今回はブリ猫。さんの闘病マンガ『うつを甘くみてました』の感想になります。
Twitterやpixivで発信して、書籍化になったマンガです。
私と同様に、ブリ猫。さんもⅡ型の双極性障害の当事者です。
そして同じく、私も昔はうつを甘くみてました。
目次
『うつを甘くみてました』は背面にあるように「イチ事例書」のマンガ
ブリ猫。さんの『うつを甘くみてました』の背面にこのように記載されています。
この本は病気克服の成功体験本ではありません。
あくまでの、あくまでもイチ事例書として
読んでみてください。
(註:太字装飾は引用者)
このように、あくまで「イチ事例書」となっています。
イチ事例書だから良い
私は「イチ事例書」だからこそ良いのだと考えています。
病気の症状というものは多様です。
患者の数だけあると言っても過言ではないでしょう。
同時に、精神疾患の当事者の数だけ、病気との生き方があります。
はっきり言えば、『うつを甘くみてました』から得た知識をそのまま活用できるのは、社会保障・福祉の部分くらいでしょう。
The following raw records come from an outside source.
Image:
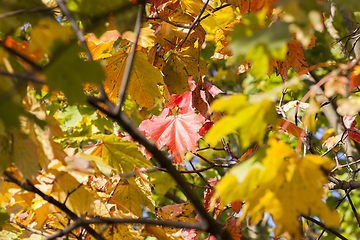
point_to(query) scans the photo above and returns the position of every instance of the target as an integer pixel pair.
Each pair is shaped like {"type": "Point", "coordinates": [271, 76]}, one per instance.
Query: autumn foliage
{"type": "Point", "coordinates": [179, 119]}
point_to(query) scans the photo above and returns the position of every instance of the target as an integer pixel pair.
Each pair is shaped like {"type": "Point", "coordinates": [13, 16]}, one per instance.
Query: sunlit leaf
{"type": "Point", "coordinates": [286, 186]}
{"type": "Point", "coordinates": [76, 73]}
{"type": "Point", "coordinates": [118, 153]}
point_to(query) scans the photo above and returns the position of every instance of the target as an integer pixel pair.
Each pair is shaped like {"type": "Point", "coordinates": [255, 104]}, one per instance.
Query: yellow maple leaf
{"type": "Point", "coordinates": [282, 184]}
{"type": "Point", "coordinates": [180, 66]}
{"type": "Point", "coordinates": [250, 120]}
{"type": "Point", "coordinates": [46, 32]}
{"type": "Point", "coordinates": [143, 82]}
{"type": "Point", "coordinates": [133, 193]}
しかし、それ以上に「イチ事例書」だからこそ、ブリ猫。さんの病気のつらさや生活の困難さが赤裸々に伝わり、当事者や当事者家族などの読者に力を与えます。
ブリ猫。さんの描く可愛い猫と生々しい闘病記
ブリ猫。さんの『うつを甘くみてました』の大きな特徴として、登場人物が猫である点が挙げられます。
非常に可愛らしいです。
一方で、描かれている内容は生々しく、人間模様がグロテスクでもあります。
絵は猫で可愛いのに、内容は生々しい。このギャップがマンガの面白さを際立たせています。
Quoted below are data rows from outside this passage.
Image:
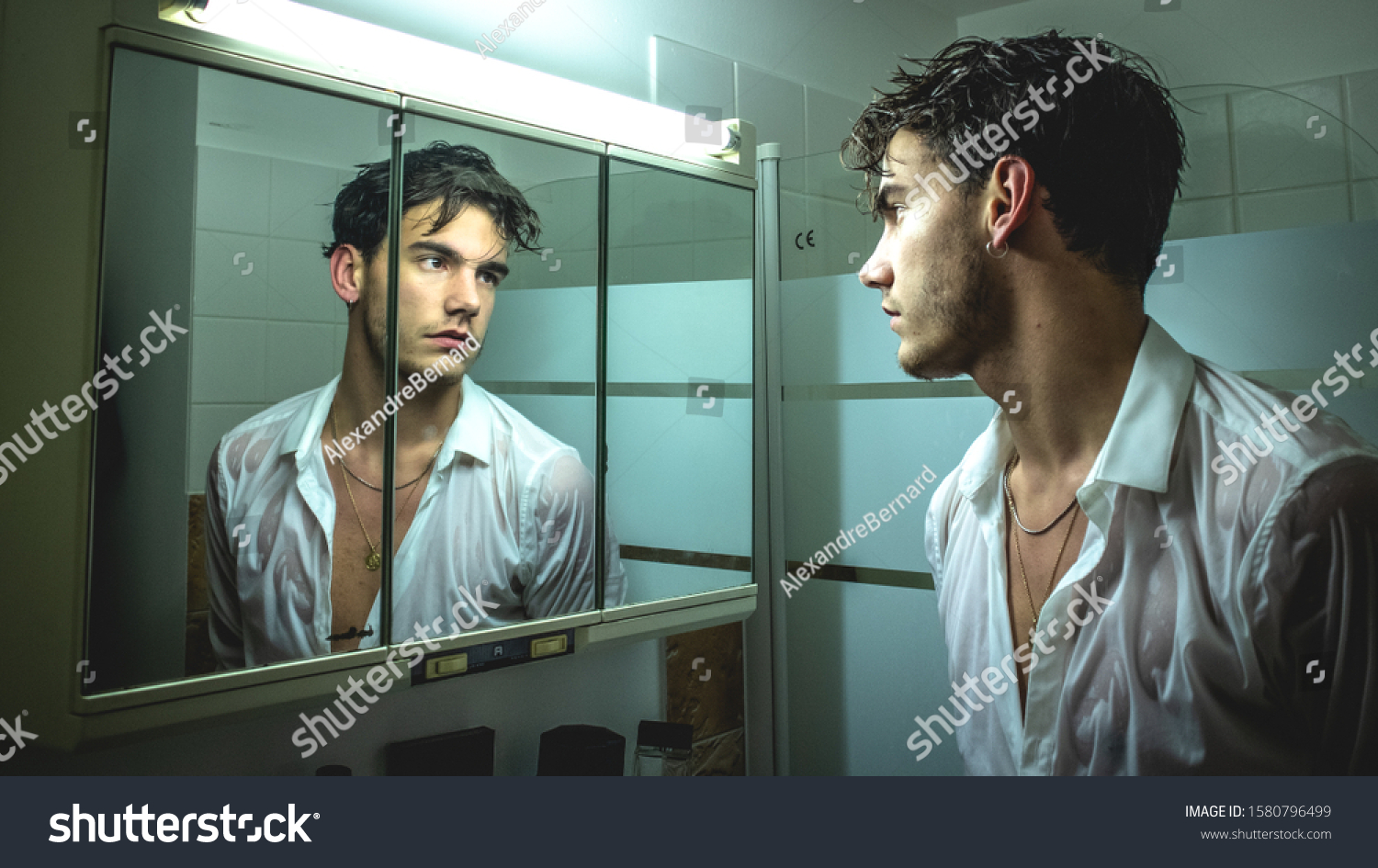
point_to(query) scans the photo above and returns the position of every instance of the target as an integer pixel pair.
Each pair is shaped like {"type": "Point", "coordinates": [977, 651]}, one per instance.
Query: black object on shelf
{"type": "Point", "coordinates": [468, 751]}
{"type": "Point", "coordinates": [581, 749]}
闘病マンガとしては、新しいスタイルなのではないかと思います。
ただ、可愛らしい絵でマイルドになっているとはいえ、内容は生々しいです。
マンガだから読みやすいとはいえ、調子が悪いときに読むには厳しいかもしれません。
充実している社会保障・福祉の話
『うつを甘くみていました』の別の特徴として、社会保障・福祉の話が充実している点があります。
ヘルプマーク、障害年金、自立支援医療制度、障害者手帳など、さまざまな制度について触れています。
全てが詳しく書かれているわけではないですが、知っていると知っていないとでは大違いであるため、かなり重要なことです。
とくに金銭面での制度について言及している印象が強く、読んでいて勉強になります。
何をするにもお金は必要なので、ありがたい話です。
闘病マンガというより壮絶な半生をつづったマンガという印象
もちろん、うつを始めとした、様々な病気の症状についても描かれているのですが、『うつを甘くみていました』はブリ猫さんの壮絶な半生を赤裸々につづったマンガである、という印象を強く受けました。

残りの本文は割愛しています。